Dr. Hirst is a Senior Scientist and Head of Epigenomics at Canada’s Michael Smith Genome Sciences Centre at BC Cancer, Associate Professor in the Department of Microbiology and Immunology and Associate Director of the Michael Smith Laboratory at the University of British Columbia (UBC).
Dr. Gorski completed a PhD in Biology and Biomedical Sciences at Washington University School of Medicine, St. Louis, MO in 1999. She then conducted postdoctoral studies at the BC Cancer where she utilized genomics approaches to study cell death and cell survival pathways. Dr. Gorski is currently a Distinguished Scientist at Canada’s Michael Smith Genome Sciences Centre at BC Cancer and a Professor in the Department of Molecular Biology and Biochemistry at Simon Fraser University.
Dr. Sadar has served in leadership roles internationally and was the first Canadian to serve as Chair of the USA Army’s Department of Defence’s Programmatic Panel for Prostate Cancer Research. She was President of the Society of Basic Urologic Research (USA) and a board member of education, research, and scientific advisory committees and boards for American and Canadian non-profit societies. Of note, Dr. Sadar was appointed to the Board of Trustees for Canada’s National Museum of Science and Technology by the Minister of Heritage.

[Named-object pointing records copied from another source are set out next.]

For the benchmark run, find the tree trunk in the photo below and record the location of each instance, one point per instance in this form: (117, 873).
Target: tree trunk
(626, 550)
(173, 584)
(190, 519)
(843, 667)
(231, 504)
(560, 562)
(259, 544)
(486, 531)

Dr. Ryan Morin has been studying the genetic nature of lymphoid cancers using genomic methods for more than a decade. During his doctoral training at the University of British Columbia and BC Cancer, he pioneered the use of transcriptome and whole genome sequencing to identify driver mutations in non-Hodgkin lymphomas. Over the course of his training, he published a series of papers describing some of the most common genetic features of diffuse large B-cell (DLBCL) and follicular lymphomas including EZH2, KMT2D, CREBBP and MEF2B.